Start with the services and populations that need the most help #
Most employers will find early wins in imaging, outpatient surgery, pharmacy spend, and high-Deductible plan members. Those are the places where price variation and employee exposure often meet.
Segmenting communication helps too. A younger workforce may need help comparing Urgent Care, virtual care, and prescription options. Employees managing chronic conditions may need support around specialty drugs, infusion sites, and network use.
One message to everyone usually misses the mark. Better targeting improves both adoption and savings.

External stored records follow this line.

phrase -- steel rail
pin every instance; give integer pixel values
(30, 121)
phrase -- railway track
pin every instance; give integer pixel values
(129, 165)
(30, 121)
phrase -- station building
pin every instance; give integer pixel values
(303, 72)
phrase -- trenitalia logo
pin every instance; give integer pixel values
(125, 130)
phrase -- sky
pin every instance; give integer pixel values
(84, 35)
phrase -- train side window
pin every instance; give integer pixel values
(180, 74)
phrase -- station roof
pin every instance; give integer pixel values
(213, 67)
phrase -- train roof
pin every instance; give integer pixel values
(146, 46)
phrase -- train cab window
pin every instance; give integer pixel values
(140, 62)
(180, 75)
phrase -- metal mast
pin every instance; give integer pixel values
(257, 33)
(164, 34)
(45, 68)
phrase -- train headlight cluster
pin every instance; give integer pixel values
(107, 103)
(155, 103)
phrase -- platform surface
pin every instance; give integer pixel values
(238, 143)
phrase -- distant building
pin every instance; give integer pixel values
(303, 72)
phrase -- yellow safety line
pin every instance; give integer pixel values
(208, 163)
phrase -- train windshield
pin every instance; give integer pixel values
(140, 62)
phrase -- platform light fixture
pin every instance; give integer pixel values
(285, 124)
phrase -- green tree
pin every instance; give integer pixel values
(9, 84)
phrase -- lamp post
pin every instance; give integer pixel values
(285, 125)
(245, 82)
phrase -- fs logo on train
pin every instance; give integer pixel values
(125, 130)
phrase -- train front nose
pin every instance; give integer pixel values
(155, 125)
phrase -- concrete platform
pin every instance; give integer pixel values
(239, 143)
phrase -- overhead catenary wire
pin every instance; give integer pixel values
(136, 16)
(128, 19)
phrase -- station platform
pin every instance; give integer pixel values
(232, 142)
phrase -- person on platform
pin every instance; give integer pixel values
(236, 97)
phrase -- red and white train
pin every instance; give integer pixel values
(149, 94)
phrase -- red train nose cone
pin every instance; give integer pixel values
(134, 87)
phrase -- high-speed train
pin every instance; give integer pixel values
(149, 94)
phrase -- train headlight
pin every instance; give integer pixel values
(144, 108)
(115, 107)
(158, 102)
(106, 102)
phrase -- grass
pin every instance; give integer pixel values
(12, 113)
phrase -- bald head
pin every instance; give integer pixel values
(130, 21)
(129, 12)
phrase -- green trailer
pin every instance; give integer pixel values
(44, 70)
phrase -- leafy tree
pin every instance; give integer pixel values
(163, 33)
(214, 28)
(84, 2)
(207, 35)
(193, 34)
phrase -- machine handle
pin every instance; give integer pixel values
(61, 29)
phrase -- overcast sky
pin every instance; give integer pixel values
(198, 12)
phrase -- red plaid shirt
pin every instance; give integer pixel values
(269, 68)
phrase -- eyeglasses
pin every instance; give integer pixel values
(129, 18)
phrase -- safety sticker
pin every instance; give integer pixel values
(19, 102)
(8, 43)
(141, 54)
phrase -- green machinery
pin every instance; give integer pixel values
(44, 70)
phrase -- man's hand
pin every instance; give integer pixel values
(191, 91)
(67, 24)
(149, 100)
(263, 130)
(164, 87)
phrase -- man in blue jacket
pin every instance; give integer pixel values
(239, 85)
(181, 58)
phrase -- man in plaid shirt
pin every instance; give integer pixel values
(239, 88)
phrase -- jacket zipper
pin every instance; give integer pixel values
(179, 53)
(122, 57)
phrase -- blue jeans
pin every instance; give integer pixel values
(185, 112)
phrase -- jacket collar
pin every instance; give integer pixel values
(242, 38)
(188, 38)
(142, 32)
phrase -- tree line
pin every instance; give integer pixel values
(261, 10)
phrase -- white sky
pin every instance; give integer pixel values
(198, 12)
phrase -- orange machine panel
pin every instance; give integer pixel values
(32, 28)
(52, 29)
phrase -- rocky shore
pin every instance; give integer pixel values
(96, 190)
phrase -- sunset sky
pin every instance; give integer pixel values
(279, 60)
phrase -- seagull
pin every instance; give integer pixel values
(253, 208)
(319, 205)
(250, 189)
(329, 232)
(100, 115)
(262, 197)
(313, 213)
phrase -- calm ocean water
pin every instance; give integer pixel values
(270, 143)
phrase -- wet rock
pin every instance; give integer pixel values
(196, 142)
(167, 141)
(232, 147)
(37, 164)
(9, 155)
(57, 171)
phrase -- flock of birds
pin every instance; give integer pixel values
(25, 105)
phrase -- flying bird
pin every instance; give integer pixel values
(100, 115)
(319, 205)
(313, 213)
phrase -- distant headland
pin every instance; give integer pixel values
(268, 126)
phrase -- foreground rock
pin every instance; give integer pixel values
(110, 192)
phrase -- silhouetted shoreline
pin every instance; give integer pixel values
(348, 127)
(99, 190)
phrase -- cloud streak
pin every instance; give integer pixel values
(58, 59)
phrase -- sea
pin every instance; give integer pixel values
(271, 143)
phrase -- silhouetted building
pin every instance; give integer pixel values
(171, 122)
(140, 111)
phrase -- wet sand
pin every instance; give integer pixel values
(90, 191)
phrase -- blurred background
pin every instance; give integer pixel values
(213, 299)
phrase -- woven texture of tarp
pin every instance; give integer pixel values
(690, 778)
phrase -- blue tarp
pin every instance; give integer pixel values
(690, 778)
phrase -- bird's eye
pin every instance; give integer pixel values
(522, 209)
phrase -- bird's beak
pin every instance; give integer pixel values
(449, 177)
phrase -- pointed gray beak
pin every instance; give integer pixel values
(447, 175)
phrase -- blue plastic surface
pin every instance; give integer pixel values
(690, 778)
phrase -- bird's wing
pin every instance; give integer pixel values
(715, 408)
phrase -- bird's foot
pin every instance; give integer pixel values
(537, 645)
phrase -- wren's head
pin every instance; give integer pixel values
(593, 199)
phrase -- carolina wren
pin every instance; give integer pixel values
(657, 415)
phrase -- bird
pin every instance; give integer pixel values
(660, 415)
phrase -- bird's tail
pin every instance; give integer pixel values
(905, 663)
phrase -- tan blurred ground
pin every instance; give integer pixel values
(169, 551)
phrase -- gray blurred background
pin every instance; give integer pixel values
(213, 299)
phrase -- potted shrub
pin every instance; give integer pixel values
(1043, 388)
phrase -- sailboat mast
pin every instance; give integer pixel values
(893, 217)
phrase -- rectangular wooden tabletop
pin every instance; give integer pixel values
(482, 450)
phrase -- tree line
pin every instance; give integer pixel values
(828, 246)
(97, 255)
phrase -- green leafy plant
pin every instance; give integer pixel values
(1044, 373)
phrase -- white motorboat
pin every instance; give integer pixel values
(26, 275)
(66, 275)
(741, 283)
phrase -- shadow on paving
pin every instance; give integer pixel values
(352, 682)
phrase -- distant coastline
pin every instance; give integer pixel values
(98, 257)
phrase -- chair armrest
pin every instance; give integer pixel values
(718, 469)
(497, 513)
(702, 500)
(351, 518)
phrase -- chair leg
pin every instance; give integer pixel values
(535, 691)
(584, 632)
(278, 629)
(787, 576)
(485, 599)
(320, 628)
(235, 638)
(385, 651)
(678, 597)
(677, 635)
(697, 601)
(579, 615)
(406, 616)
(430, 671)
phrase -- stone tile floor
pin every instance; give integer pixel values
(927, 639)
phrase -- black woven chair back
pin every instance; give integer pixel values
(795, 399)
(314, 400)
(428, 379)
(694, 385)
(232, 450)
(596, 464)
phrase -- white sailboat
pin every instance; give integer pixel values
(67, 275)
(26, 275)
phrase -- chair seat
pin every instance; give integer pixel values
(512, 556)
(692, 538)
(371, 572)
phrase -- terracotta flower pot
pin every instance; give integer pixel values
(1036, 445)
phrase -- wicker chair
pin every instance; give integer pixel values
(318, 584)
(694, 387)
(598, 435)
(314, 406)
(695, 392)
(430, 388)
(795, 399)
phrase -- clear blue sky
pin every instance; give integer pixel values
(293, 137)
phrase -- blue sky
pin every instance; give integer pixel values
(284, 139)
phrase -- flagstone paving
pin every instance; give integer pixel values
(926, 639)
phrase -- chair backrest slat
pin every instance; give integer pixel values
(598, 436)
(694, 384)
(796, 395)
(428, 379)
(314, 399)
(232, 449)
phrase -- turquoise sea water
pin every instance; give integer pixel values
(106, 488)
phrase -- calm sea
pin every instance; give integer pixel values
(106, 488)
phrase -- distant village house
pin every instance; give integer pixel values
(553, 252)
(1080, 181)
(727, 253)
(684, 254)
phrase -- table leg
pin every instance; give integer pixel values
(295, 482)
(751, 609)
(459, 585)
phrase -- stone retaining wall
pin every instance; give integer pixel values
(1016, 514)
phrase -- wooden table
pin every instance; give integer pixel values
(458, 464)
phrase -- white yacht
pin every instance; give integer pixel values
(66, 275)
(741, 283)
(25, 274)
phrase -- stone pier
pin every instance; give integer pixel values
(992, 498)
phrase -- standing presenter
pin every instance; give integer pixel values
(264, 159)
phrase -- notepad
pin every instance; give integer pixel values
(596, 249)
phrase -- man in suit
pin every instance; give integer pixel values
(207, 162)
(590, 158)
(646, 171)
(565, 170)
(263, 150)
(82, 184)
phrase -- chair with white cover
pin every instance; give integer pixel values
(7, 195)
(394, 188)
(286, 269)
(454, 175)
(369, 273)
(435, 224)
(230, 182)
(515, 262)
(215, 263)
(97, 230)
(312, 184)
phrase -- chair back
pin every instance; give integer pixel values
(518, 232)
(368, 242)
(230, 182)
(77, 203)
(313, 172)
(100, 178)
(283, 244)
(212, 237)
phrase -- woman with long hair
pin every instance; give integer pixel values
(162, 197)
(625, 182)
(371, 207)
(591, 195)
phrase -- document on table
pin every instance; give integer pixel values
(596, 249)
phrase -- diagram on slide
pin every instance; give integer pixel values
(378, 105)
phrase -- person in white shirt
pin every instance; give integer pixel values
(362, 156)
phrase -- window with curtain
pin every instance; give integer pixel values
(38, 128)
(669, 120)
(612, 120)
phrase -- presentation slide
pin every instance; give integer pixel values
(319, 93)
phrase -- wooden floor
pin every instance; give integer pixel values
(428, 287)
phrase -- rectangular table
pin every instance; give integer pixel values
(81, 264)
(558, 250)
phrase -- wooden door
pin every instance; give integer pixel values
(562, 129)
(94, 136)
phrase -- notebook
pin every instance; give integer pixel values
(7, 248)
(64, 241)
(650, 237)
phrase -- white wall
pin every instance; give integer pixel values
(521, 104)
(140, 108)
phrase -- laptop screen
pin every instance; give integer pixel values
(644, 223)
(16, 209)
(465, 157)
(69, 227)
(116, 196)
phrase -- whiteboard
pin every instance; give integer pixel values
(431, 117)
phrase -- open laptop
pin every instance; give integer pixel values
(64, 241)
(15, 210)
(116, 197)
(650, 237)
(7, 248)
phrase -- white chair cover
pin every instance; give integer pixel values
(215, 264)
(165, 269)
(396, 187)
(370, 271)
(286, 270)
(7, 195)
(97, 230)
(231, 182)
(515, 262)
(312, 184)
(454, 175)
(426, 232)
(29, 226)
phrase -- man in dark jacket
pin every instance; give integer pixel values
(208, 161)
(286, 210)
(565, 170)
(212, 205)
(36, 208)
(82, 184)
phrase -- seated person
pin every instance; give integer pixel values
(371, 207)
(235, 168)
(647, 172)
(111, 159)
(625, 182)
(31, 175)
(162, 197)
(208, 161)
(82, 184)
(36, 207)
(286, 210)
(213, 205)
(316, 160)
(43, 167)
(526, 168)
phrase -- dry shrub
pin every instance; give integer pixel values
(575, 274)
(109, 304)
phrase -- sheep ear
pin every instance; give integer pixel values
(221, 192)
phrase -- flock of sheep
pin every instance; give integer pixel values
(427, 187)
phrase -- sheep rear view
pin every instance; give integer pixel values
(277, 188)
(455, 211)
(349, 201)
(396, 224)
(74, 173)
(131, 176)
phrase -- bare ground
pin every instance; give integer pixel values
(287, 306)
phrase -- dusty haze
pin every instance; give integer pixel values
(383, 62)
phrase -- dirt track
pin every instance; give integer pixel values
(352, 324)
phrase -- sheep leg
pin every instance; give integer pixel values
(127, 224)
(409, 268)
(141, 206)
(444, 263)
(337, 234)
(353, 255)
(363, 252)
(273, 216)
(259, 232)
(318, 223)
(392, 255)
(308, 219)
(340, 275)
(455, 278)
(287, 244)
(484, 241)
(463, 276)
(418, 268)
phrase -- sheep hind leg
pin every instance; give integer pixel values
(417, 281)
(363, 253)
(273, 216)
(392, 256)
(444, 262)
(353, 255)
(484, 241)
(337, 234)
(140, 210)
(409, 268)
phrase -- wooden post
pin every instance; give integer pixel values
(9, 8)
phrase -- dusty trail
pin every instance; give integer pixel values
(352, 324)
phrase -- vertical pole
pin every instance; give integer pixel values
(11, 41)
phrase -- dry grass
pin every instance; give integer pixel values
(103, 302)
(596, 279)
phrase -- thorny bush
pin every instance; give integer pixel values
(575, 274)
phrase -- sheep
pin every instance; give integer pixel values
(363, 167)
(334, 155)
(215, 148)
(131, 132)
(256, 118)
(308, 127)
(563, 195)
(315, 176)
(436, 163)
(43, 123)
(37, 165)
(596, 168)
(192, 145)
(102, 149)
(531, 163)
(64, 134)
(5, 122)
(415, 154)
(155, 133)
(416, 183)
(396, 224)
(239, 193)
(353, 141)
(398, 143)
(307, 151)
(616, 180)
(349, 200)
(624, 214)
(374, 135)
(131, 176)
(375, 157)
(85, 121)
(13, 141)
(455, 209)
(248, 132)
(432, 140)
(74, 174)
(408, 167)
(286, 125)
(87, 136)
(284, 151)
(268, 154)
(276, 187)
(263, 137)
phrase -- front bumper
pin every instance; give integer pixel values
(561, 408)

Measure success in ways leaders and employees both care about #
The right metrics are simple. Track tool engagement, movement to lower-cost providers, reduced surprise billing, and changes in employee out-of-pocket spend where measurable.
Leaders should also watch employee trust and satisfaction. When benefits are easier to use, retention and ROR improve. Employees feel the plan is working for them, not against them.
Costs will keep rising. That much is clear. Employers who make benefits easier to understand will be in a stronger position to protect both their people and their budget.
Transparency helps when employees can see prices early, compare options with confidence, and understand how their plan works. Tools matter, but communication, support, and follow-through matter just as much.
The employers that win here won’t be the ones with the most data. They’ll be the ones that turn data into clear action, lower out-of-pocket costs, and a better experience people can trust.